Schedule yearly kidney exams
High blood sugar levels can potentially damage the blood vessels in the kidneys. An estimated 30% of patients with type 1 diabetes and 40% of those with type 2 diabetes suffer from kidney failure. It is important to have urine tested regularly for early signs of kidney disease. Your patient’s doctor may prescribe medications that will delay further damage to their kidneys.
Take care of teeth and gums
High blood sugar levels can impact oral health, leading to plaque buildup and increased risk of gingivitis and advanced gum disease. Your patient should brush their teeth twice a day and floss at least once a day, in addition to getting regular dental checkups every six months.

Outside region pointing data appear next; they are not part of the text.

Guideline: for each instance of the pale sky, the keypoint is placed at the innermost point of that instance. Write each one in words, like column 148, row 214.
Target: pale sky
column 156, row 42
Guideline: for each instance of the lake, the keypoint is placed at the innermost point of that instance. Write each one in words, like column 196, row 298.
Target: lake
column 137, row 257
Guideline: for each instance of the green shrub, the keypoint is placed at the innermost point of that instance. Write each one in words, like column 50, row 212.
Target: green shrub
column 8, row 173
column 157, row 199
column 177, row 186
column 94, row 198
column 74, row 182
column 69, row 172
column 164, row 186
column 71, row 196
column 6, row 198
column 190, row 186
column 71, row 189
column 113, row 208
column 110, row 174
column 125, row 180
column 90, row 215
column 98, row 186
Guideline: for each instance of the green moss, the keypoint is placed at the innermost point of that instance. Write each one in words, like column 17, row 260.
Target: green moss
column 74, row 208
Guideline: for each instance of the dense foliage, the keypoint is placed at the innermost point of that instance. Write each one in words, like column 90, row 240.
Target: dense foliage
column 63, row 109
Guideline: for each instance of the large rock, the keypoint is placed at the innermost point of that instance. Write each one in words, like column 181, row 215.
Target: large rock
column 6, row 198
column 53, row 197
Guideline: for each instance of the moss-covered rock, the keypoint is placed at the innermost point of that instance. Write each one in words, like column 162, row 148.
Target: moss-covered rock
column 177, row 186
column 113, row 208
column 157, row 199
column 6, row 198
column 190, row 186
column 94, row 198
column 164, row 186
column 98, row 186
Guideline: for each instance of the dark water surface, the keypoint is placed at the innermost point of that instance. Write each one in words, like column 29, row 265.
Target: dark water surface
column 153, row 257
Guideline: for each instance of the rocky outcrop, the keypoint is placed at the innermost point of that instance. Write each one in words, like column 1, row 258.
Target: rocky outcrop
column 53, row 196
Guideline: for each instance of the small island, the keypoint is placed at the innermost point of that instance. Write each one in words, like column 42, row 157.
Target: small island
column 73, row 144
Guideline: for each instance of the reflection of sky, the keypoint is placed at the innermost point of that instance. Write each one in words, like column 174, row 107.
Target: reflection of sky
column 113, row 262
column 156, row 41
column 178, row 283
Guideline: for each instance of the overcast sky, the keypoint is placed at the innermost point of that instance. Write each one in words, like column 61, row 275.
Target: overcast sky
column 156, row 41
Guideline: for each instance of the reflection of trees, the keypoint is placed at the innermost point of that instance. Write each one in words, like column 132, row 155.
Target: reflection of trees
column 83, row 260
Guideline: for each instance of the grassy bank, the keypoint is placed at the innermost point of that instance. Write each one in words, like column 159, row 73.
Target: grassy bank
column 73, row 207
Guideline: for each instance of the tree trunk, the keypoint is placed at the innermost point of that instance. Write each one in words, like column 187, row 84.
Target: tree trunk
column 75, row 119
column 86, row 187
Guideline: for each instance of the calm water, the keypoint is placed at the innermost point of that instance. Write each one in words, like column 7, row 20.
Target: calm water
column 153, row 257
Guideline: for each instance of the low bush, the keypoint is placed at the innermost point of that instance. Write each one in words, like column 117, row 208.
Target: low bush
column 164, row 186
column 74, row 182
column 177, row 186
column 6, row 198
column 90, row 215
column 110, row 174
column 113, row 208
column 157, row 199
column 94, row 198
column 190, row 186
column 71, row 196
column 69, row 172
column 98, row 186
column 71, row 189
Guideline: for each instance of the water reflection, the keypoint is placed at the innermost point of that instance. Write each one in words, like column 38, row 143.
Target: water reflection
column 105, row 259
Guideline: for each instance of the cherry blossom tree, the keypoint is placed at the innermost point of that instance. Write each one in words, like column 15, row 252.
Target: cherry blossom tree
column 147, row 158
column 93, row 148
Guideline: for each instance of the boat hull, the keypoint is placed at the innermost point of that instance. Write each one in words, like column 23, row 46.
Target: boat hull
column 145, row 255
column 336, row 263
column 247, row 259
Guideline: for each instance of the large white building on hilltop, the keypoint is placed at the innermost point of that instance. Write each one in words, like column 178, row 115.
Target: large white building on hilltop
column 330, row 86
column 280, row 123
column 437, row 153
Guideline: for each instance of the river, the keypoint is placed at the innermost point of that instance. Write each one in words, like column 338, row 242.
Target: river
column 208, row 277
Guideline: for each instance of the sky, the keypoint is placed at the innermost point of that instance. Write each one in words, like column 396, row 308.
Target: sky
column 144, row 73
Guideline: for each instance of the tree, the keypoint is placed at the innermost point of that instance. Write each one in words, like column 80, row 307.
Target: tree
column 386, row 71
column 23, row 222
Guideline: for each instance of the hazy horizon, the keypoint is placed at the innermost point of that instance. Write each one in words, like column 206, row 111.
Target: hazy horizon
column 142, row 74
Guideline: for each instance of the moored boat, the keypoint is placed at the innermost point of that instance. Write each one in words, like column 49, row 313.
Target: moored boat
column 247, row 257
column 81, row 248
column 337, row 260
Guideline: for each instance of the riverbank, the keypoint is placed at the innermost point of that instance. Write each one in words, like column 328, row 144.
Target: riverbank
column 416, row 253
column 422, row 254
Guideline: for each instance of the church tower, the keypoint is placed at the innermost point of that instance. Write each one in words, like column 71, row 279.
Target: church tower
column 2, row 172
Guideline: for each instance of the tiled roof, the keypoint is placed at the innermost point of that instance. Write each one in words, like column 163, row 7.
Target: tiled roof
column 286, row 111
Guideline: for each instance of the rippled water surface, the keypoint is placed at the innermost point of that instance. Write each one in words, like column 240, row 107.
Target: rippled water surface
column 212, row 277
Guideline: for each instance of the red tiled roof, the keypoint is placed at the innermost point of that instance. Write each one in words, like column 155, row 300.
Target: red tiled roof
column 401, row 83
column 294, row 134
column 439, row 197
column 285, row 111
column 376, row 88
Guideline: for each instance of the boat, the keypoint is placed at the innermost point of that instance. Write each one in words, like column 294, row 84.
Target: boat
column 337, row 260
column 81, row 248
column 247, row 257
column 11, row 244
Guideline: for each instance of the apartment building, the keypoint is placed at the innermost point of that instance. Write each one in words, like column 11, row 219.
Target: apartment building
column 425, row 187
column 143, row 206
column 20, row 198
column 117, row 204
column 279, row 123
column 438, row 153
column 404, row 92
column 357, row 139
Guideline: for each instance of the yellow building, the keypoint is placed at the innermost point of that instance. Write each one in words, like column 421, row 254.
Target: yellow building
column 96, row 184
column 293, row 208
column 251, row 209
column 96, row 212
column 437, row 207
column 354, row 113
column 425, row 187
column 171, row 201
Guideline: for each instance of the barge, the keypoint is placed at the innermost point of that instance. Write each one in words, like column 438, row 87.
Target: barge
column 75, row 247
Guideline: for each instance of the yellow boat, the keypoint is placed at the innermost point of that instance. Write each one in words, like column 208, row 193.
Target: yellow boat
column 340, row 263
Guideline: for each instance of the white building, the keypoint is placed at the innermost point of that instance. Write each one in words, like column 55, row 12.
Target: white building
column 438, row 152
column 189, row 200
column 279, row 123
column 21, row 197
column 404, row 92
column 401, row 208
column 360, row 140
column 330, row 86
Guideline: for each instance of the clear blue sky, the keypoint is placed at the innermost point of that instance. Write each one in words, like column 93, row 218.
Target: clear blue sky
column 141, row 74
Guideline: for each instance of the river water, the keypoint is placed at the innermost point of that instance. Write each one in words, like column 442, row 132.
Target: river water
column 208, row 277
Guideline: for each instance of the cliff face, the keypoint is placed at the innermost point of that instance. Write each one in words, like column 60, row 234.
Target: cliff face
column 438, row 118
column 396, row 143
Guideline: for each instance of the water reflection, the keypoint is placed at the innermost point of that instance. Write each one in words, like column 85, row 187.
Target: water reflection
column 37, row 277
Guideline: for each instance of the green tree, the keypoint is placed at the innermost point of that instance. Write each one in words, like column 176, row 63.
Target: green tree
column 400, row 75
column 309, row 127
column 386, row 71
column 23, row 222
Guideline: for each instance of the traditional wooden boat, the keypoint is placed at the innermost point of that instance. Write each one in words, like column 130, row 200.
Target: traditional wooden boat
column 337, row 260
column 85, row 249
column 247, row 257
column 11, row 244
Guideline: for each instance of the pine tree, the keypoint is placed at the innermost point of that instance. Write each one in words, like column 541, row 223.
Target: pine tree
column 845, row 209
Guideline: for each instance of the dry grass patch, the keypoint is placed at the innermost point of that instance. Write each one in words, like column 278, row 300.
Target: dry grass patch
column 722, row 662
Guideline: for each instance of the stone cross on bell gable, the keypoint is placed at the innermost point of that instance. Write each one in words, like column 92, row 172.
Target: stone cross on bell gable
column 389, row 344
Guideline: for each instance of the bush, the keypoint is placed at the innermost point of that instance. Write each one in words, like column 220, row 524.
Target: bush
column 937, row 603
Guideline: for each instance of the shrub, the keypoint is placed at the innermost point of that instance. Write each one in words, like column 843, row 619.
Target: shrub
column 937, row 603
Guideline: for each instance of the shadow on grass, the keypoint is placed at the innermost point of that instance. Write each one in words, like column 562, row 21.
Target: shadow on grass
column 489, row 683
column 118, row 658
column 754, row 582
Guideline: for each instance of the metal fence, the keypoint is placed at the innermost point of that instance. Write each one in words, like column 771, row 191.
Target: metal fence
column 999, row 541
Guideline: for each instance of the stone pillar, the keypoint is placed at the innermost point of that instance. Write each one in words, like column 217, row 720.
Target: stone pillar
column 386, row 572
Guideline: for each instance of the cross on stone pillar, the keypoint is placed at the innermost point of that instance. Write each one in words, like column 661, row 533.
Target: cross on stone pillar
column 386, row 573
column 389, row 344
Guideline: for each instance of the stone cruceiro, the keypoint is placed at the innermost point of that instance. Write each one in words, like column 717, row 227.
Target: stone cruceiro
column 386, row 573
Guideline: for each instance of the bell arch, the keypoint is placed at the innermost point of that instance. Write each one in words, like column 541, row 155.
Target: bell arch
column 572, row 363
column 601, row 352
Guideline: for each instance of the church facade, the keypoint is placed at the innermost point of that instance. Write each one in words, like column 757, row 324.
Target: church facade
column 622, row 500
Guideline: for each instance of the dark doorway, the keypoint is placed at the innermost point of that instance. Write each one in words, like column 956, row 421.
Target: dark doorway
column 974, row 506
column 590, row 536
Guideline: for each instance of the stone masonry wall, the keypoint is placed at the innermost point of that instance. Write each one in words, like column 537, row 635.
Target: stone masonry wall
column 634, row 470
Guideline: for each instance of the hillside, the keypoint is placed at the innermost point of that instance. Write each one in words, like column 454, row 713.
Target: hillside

Get flu and pneumonia vaccine
Flu and pneumonia pose a much higher risk for people with diabetes because elevated blood sugar impairs white blood cells’ ability to fight infections. That’s why doctors recommend anyone with diabetes over the age of 65 get the flu and pneumonia vaccine.
Protect the skin
Diabetes can cause skin disorders such as diabetic dermopathy, bacterial and fungal infections, and vitiligo. Proper skin care, including keeping skin dry and taking care of cuts and bruises to prevent infections, is essential for reducing the risk of skin-related problems.
Diabetes can cause various foot-related problems, such as diabetic neuropathy or nerve damage and peripheral vascular disease that affects blood flow. Ingrown toenails, cuts, and sores on the feet can lead to serious infections and proper foot care is essential when living with diabetes. Your patient should see a podiatrist if they have red patches, sores, blisters, breaks in the skin, infections, or calluses on their feet.
Keep up with cancer screenings
People with diabetes are at increased risk for both liver, pancreatic, colorectal, breast, and bladder cancer. They should check with their healthcare provider which cancer screenings to get based on their age, gender, and other risk factors.
Blood sugar levels increase with stress. As part of diabetes management, it is important to find ways to relieve stress, such as deep breathing, practicing yoga, or engaging in a relaxing hobby.
Manage depression and anxiety
People with diabetes often experience stress and anxiety. However, untreated mental health issues can make it much more challenging to follow a diabetes care plan. Lifestyle changes as well as therapy or medication can help reduce that patient’s stress and anxiety levels.
Manage blood sugar
Your patient’s healthcare team will set goals for their blood sugar levels. The blood glucose levels should be kept as close to normal as possible to delay or prevent complications. In general, the targeted daytime glucose levels before meals are between 80 and 130 mg/dL (4.44 to 7.2 mmol/L) and after-meal levels up to 180 mg/dL (10 mmol/L). A blood glucose meter will help track blood sugar levels.
Some people may need to use medications and/or insulin in addition to introducing lifestyle changes, like balanced nutrition and increased physical activity, to achieve specific blood sugar targets.
Contact medical team with questions and concerns
Your patient’s health team will make a yearly assessment of their diabetes management plan. This plan may change over time, and they may need increased support and more information. In addition, any change in their health condition such as a new diagnosis or a change in care may also require modification in the diabetes management plan. If you think your patient has any concerns or might need help with their diabetes management plan, encourage them to talk to their doctor.